Introspection

So far, we have discussed a lot of tasks that the orchestrator is responsible for and that it can execute in a completely autonomous way. But there is also the need for human operators to be able to see and analyze what's currently running on the cluster and in what state or health the individual applications are. For all this, we need the possibility of introspection. The orchestrator needs to surface crucial information in a way that is easily consumable and understandable.

The orchestrator should collect system metrics from all the cluster nodes and make it accessible to the operators. Metrics include CPU, memory and disk usage, network bandwidth consumption, and more. The information should be easily available on a node-per-node basis, as well in an aggregated form.

We also want the orchestrator to give us access to logs produced by service instances or containers. Even more, the orchestrator should provide us exec access to each and every container if we have the correct authorization to do so.
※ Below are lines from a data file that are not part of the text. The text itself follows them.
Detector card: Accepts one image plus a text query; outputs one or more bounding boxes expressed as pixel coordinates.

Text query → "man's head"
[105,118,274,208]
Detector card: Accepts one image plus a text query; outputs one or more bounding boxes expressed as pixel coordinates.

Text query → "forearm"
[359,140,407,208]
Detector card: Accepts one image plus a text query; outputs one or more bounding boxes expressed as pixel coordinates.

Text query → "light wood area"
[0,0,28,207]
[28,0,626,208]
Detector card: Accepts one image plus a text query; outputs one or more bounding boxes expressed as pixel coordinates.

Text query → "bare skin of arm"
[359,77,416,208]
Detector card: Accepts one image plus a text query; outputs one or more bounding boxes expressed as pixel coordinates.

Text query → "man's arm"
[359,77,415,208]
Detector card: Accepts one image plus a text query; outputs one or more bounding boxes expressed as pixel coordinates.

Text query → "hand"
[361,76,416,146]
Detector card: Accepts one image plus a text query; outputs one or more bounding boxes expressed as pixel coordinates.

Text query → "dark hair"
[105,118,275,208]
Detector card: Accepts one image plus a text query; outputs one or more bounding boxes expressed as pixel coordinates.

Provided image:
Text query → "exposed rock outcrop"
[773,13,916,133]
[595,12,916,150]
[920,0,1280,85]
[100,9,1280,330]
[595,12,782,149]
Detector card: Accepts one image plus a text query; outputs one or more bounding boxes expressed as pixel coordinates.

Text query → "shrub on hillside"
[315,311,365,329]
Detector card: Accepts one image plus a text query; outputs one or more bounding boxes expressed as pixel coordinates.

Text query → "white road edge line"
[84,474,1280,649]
With exec access to containers, one can then debug misbehaving containers.

In highly distributed applications, where each request to the application goes through numerous services until it is completely handled, tracing requests is really important task. Ideally, the orchestrator supports us in implementing a tracing strategy or gives us some good guidelines to follow.

Finally, human operators can best monitor a system when working with a graphical representation of all the collected metrics and logging and tracing information. Here, we are speaking about dashboards. Every decent orchestrator should offer at least some basic dashboard with a graphical representation of the most critical system parameters.
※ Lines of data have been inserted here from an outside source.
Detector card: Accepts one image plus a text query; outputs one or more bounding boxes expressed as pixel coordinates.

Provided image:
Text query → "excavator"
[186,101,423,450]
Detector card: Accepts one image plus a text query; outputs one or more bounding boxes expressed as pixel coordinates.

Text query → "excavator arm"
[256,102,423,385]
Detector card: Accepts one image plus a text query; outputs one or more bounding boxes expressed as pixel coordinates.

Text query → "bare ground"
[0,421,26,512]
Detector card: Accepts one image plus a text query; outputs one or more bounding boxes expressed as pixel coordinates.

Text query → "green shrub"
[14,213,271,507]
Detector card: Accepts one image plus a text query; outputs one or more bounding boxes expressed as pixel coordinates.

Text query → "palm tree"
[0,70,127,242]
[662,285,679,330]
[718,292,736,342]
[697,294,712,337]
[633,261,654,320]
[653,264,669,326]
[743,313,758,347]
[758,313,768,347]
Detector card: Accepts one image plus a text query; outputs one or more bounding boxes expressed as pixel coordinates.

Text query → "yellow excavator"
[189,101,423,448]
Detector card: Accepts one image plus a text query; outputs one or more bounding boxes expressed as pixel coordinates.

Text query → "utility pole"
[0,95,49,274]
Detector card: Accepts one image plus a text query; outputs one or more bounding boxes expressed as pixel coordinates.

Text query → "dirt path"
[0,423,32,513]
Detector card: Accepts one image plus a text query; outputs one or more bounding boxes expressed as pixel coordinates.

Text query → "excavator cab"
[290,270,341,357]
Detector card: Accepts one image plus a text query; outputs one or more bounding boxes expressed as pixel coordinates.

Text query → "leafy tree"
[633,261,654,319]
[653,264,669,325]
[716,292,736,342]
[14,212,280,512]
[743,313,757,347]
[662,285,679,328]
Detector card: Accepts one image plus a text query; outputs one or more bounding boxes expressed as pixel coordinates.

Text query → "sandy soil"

But human operators are not all that concerned about introspection. We also need to be able to connect external systems with the orchestrator to consume this information. There needs to be an API available, over which external systems can access data such as cluster state, metrics, and logs and use this information to  make automated decisions, such as creating pager or phone alerts, sending out emails, or triggering an alarm siren if some thresholds are exceeded by the system.